Richardson v. United StatesAnnotate this Case
468 U.S. 317 (1984)
U.S. Supreme Court
Richardson v. United States, 468 U.S. 317 (1984)
Richardson v. United States
Argued March 20, 1984
Decided June 29, 1984
468 U.S. 317
Petitioner was indicted on three counts of federal narcotics violations. At his trial, the jury acquitted him on one count but was unable to agree on the others. The District Court declared a mistrial as to the remaining counts and scheduled a retrial. Petitioner then moved to bar a retrial, claiming that it would violate the Double Jeopardy Clause of the Fifth Amendment.
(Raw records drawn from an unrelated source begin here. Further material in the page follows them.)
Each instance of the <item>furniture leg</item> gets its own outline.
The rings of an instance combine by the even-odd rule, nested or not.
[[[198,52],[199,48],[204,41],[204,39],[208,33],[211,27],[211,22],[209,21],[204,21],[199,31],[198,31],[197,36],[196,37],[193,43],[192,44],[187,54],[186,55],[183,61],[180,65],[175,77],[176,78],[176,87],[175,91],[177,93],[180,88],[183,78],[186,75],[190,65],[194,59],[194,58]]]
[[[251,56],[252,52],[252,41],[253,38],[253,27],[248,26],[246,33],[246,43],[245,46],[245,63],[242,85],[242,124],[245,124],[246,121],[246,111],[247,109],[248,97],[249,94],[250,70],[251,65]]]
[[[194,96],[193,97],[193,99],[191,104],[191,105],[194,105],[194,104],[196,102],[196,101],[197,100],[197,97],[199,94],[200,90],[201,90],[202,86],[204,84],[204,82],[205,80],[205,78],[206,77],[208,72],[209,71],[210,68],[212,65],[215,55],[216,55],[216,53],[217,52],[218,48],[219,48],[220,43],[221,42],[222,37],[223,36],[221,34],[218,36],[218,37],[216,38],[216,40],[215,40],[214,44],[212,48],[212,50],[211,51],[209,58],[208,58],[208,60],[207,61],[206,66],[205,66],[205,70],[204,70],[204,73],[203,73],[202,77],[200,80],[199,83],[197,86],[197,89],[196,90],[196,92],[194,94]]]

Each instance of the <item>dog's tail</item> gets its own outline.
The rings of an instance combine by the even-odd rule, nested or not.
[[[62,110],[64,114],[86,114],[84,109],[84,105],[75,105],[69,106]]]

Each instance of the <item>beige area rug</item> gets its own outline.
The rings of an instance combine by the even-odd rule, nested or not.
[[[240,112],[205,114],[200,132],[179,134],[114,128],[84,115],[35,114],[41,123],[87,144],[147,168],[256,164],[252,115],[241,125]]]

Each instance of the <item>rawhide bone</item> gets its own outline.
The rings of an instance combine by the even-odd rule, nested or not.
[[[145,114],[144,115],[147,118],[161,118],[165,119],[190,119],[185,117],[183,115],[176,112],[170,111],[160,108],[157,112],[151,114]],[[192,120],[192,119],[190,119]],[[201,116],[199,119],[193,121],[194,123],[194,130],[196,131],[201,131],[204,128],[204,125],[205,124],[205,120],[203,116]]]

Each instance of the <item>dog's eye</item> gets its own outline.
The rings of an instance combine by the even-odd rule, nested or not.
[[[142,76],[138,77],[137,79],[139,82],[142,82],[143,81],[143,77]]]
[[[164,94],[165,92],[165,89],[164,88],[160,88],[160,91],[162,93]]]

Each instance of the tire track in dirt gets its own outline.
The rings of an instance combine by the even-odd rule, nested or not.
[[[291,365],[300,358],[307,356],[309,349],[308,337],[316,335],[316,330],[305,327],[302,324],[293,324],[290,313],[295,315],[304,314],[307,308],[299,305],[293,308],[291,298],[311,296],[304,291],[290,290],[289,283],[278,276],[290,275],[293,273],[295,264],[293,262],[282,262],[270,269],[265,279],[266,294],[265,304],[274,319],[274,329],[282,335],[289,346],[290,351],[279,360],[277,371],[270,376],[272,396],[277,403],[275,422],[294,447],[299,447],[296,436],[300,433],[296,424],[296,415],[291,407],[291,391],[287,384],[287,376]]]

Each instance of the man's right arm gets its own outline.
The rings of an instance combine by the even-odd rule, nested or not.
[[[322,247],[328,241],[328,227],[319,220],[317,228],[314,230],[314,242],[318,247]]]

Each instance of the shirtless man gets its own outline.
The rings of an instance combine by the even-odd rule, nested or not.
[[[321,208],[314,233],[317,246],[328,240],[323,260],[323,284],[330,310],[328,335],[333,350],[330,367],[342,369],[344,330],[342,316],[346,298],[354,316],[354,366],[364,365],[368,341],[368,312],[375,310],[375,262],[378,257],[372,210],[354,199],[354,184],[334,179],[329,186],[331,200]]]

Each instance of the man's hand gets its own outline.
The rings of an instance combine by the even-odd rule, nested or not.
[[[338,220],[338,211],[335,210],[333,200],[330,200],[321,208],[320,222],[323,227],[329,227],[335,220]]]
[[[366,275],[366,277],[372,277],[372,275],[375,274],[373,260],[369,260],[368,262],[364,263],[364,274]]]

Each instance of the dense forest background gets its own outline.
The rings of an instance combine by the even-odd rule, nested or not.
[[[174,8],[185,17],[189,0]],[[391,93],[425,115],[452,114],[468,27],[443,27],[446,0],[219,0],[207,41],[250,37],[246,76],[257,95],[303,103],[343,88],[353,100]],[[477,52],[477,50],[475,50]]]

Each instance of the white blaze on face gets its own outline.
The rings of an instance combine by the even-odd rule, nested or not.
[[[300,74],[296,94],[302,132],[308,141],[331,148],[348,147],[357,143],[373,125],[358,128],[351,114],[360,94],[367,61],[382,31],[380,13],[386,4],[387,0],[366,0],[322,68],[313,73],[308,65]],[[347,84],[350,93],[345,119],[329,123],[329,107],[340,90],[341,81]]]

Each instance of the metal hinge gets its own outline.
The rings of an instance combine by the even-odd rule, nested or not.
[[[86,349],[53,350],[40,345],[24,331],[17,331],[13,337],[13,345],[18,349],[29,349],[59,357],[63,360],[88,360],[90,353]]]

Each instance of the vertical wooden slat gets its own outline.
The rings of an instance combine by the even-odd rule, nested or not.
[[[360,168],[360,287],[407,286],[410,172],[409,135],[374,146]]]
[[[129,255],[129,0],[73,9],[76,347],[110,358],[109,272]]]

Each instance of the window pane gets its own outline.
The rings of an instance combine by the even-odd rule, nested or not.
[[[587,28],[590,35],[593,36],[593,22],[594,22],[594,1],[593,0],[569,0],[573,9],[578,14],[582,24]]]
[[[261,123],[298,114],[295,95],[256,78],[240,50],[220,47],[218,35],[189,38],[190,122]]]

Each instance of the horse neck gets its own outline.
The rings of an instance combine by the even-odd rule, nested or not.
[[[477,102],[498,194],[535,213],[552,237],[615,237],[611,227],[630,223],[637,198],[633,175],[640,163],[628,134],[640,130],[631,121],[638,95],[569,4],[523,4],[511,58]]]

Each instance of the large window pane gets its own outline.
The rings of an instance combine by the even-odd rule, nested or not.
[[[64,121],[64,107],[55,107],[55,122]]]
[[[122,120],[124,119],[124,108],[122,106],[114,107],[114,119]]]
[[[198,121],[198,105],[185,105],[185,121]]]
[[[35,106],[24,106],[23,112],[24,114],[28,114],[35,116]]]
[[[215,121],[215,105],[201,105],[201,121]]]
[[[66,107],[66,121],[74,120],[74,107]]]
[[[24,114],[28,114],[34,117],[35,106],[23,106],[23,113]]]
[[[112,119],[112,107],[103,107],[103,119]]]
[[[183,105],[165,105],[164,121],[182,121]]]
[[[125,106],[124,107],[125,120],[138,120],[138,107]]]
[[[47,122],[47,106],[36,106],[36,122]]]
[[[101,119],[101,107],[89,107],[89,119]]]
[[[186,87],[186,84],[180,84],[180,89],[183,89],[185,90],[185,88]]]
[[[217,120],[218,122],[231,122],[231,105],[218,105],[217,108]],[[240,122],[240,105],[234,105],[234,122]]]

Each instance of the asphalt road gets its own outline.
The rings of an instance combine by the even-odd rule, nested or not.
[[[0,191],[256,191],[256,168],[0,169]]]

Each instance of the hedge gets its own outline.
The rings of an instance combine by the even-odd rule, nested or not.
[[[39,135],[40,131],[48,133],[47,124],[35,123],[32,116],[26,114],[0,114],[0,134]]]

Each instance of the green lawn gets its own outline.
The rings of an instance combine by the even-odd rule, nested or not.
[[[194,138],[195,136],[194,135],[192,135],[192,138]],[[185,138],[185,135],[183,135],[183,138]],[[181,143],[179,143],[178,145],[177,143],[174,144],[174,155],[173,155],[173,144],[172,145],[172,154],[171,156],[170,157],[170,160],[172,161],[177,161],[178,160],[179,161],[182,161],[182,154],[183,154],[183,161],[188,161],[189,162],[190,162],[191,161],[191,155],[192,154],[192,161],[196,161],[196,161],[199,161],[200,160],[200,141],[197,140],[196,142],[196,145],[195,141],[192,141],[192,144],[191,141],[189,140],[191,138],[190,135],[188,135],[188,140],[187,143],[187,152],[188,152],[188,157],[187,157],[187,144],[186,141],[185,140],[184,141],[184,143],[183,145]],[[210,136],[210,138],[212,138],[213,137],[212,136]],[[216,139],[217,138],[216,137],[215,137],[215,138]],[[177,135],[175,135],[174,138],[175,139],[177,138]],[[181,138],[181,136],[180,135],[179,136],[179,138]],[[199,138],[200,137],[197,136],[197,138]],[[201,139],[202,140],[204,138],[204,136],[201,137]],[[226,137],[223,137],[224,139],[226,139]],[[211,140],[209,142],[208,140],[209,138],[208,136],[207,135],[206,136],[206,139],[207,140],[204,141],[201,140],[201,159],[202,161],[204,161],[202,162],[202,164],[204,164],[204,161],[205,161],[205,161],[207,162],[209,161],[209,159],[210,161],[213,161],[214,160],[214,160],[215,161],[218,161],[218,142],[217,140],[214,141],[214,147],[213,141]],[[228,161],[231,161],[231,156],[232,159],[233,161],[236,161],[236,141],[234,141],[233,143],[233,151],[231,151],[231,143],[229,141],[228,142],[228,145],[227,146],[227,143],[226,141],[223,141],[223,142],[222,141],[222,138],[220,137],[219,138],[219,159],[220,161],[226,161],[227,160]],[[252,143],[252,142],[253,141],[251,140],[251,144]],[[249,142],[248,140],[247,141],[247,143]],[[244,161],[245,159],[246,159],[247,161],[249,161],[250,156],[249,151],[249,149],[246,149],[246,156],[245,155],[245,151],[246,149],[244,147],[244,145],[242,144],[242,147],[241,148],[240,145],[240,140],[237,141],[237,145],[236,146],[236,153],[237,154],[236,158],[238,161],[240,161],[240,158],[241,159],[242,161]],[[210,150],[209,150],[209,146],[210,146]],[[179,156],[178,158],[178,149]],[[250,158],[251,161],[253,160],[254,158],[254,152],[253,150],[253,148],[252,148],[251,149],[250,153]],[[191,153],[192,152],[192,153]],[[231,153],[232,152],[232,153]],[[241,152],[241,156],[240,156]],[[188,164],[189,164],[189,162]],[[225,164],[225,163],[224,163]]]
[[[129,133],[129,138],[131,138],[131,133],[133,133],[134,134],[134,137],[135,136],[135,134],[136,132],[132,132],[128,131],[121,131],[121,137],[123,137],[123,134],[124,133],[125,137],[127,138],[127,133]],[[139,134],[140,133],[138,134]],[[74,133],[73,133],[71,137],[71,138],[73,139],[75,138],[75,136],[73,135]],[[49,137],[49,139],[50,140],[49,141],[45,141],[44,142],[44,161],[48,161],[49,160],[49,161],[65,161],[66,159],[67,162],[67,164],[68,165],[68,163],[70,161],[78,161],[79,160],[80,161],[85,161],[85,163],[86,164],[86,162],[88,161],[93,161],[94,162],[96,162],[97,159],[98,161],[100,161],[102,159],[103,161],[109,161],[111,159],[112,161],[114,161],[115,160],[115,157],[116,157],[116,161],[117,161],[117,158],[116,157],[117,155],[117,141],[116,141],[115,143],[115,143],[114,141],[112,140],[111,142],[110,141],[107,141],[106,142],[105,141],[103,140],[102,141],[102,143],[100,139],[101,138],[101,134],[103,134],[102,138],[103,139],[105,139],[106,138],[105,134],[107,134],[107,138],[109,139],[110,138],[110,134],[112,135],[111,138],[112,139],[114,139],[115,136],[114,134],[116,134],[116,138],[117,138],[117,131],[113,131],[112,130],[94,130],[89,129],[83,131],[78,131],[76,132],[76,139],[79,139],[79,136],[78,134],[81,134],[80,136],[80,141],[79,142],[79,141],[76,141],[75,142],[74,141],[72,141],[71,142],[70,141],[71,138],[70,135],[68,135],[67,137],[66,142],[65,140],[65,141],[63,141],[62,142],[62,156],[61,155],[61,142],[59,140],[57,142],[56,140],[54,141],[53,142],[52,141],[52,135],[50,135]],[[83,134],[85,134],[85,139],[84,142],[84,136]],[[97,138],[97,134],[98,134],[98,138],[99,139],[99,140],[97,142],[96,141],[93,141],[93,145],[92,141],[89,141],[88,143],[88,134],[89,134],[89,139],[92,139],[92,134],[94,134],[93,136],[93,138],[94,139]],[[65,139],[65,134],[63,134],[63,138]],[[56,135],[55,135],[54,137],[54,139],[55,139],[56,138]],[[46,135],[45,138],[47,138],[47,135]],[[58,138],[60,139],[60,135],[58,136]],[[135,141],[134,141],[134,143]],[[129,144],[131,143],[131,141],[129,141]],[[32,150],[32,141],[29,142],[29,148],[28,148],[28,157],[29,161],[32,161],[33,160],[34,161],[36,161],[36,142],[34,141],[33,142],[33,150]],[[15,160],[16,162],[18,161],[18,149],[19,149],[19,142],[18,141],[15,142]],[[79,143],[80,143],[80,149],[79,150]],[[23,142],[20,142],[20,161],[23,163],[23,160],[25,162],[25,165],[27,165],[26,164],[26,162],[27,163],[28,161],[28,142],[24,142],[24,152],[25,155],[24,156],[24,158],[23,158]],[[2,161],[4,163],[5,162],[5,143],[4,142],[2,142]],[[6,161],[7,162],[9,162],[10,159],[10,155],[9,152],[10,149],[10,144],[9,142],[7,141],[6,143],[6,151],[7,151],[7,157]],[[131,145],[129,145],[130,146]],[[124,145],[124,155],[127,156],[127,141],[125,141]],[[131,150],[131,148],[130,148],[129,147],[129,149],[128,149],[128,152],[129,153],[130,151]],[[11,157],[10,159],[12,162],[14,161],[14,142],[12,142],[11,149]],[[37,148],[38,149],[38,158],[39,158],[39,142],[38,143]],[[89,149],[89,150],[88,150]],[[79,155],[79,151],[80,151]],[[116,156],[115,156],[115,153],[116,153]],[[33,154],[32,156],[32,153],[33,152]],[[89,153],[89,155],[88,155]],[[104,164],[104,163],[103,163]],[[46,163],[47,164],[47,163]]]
The District Court denied the motion, and the Court of Appeals dismissed petitioner's appeal from that ruling for lack of jurisdiction under 28 U.S.C. § 1291.
1. Petitioner raised a colorable double jeopardy claim appealable under 28 U.S.C. § 1291. While consideration of this claim would require the Court of Appeals to canvas the sufficiency of the evidence at the first trial, this fact alone does not prevent the District Court's order denying the claim from being appealable. Pp. 468 U. S. 320-322.
2. On the merits, however, regardless of the sufficiency of the evidence at his first trial, petitioner has no valid double jeopardy claim. The protection of the Double Jeopardy Clause, by its terms, applies only if there has been some event, such as an acquittal, that terminates the original jeopardy. Neither the failure of the jury to reach a verdict nor a trial court's declaration of a mistrial following a hung jury is an event that terminates the original jeopardy. Like the defendant, the Government is entitled to resolution of the case by the jury. Pp. 468 U. S. 322-326.
226 U.S.App.D.C. 342, 702 F.2d 1079, reversed.
REHNQUIST, J., delivered the opinion of the Court, in which BURGER, C.J., and WHITE, BLACKMUN, POWELL, and O'CONNOR, JJ., joined. BRENNAN, J., filed an opinion concurring in part and dissenting in part, in which MARSHALL, J., joined, post, p. 468 U. S. 326. STEVENS, J., filed a dissenting opinion, post, p. 468 U. S. 332.